2374- 第一王城応接室 第二婦人視点

 

 ランドマールは、部屋に入ってすぐ立ち止まった。

 

 香のない部屋に気づいたのだろう。

 

 第二婦人は、その反応を見てから笑った。遅すぎず、早すぎず。母親が子の来訪を喜ぶ時の顔に近づける。王族が客を迎える時の顔にはしない。

 

「お母様」

 

「よく来ましたね、ランドマール」

 

 呼び名は昔のままだった。

 

 それだけで、部屋の空気が少し柔らかくなる。柔らかくなったものは、形を変えやすい。

 

 ランドマールは椅子に座る前に、机の上を見た。

 

 茶器はある。

 

 茶葉はない。

 

「今日は、お茶はないのですか」

 

「眠れなくなると困りますから」

 

 嘘ではない。

 

 嘘ではない言葉は扱いやすい。すべてを言わずに済む。

 

 ランドマールは納得したように頷いた。けれど、目はまだ茶器の横に残っている。
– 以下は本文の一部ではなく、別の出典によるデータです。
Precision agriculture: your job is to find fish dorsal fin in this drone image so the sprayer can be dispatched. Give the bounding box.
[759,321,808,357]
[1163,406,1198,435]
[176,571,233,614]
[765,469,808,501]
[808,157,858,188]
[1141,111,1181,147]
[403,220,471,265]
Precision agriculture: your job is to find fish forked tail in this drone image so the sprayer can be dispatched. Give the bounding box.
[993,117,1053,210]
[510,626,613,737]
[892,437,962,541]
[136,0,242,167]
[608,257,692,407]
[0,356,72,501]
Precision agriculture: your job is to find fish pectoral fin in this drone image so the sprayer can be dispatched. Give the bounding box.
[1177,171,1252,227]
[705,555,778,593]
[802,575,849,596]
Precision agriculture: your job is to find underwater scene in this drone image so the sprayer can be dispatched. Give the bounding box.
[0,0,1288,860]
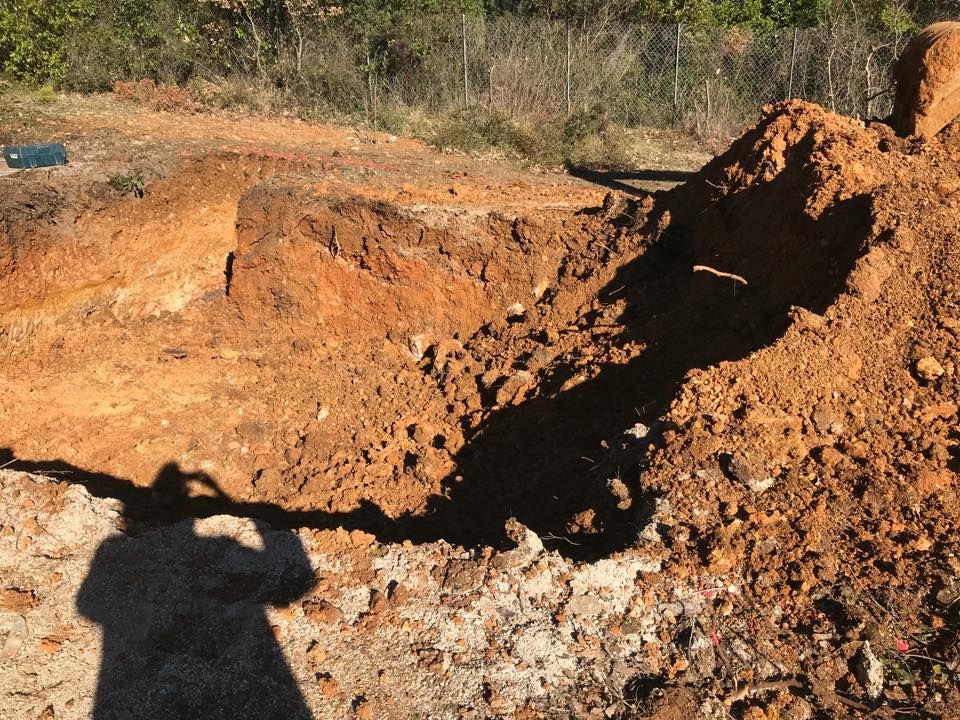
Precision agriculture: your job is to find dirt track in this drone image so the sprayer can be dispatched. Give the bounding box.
[0,95,960,718]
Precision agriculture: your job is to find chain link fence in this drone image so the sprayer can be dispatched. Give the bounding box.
[297,16,909,134]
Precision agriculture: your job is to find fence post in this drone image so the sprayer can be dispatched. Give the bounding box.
[460,13,470,107]
[787,28,799,100]
[673,23,681,115]
[567,20,571,117]
[367,48,377,130]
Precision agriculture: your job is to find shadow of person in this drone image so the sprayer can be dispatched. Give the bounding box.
[76,463,313,720]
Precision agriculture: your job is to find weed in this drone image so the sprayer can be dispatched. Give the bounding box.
[110,172,146,198]
[33,85,57,105]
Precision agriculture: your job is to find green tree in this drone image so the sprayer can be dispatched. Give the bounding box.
[0,0,94,83]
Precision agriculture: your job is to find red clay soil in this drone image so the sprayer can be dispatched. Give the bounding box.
[0,102,960,718]
[892,22,960,138]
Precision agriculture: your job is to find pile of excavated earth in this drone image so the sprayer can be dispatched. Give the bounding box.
[0,101,960,720]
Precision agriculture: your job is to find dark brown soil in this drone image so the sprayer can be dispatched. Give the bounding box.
[0,95,960,718]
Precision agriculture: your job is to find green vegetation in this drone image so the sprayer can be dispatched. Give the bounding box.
[0,0,953,164]
[110,172,146,198]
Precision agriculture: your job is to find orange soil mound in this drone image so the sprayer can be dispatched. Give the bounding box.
[893,22,960,138]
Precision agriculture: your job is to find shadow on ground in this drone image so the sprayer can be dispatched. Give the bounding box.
[567,165,696,195]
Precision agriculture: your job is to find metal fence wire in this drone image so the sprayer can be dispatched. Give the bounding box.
[304,16,909,133]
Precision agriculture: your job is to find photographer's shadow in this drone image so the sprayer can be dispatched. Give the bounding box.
[76,463,313,720]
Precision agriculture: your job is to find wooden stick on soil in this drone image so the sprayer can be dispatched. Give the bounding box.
[693,265,750,285]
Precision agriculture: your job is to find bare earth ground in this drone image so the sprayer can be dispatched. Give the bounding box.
[0,91,960,719]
小さい子どもの目ではない。何かを比べている目だった。

 

 第二婦人は、袖の内側に隠した封書の重みを意識しないようにした。

 

「書庫では何を読んでいたの」

 

「古い英雄譚です。ヘルドランテ兄上が、昔、あまり好きではないと言っていた本でした」

 

 その名前を出されると、部屋の石が少し冷える。

 

 第二婦人は笑みを保った。

 

「あの子は、英雄譚より制度書の方が好きでしたから」

 

「兄上らしいです」

 

 ランドマールはそこで少し笑った。

 

 笑い方が、昔より薄い。

 

 六年を消しても、癖までは消えない。椅子に座る時の膝の角度。誰かの名前を聞いた時に、返事の前に少し口を閉じるところ。そういう小さなものが、時折、消したはずの時間の形をなぞる。

 

 第二婦人は、そのたびに茶葉の量を思い出す。

 

 多すぎた。

 

 少なすぎても、あの子は壊れていた。

 

 だから正しい。

 

 正しい、という言葉を、今日は口に出さなかった。

 

「転移者の方々は、王城にいるのですか」

 

 ランドマールが聞いた。

 

 質問の順番が、少し嫌だった。

 

「ええ。第二王城に」

 

「会えますか」

 

「今は難しいでしょうね。あちらは保護という名目で動いています。あなたが近づけば、余計な意味を持たせられます」

 

「余計な意味」

 

「あなたが第三王子だからです」

 

 ランドマールは黙った。分かっていない沈黙ではない。

 

 分かりたくない沈黙でもない。その中間にいる。

 

「僕が会えば、誰かが困るのですか」

 

「困らせる者が出ます」

 

 これも嘘ではない。

 

 事実が届く前に、廊下では別の話になっている。そこへ怖がった者が一人加わるだけで、票も、兵も、書簡も、少しずつ向きを変える。

 

 ランドマールには、まだその速度を見せない方がいい。

 

「ヘルドランテ兄上も困りますか」

 

 第二婦人は、答えるまでに少し時間を置いた。

 

 短い時間だった。

 

 けれど、ランドマールはその短さを覚える子だ。

 

「あの子は、いつも自分で困りごとを増やします」

 

「それは、悪いことですか」

 

「王族としては、あまりよくありません」

 

「兄としては?」

 

 ランドマールが、こちらを見た。

 

 第二婦人は、その目から少し逃げたくなった。

 

 逃げる代わりに、机の上の茶器を少し寄せた。音は小さい。茶葉が入っていないから、蓋の中は軽い。

 

「優しいのでしょう」

 

 言葉が茶器の中へ落ちたように、軽い音もなく沈んだ。

 

 ランドマールは、うれしそうにはしなかった。

 

「僕も、優しくした方がいいですか」

 

「あなたは、あなたでいればいいのです」

 

 そう言うしかない。あなたのままでいてほしい。

 

 あなたのままでは王冠を守れない。その二つを同じ口で言うことはできない。

 

 廊下の向こうで、誰かが歩調を落とした。控えの者だろう。時間を知らせに来たが、入るか迷っている。

 

 第二婦人は、ランドマールの前に置かれた空の茶器を見た。

 

 今日は、茶葉を使わなかった。使わずに済んだのか。

 

 使わなかっただけなのか。その違いは、まだ決められなかった。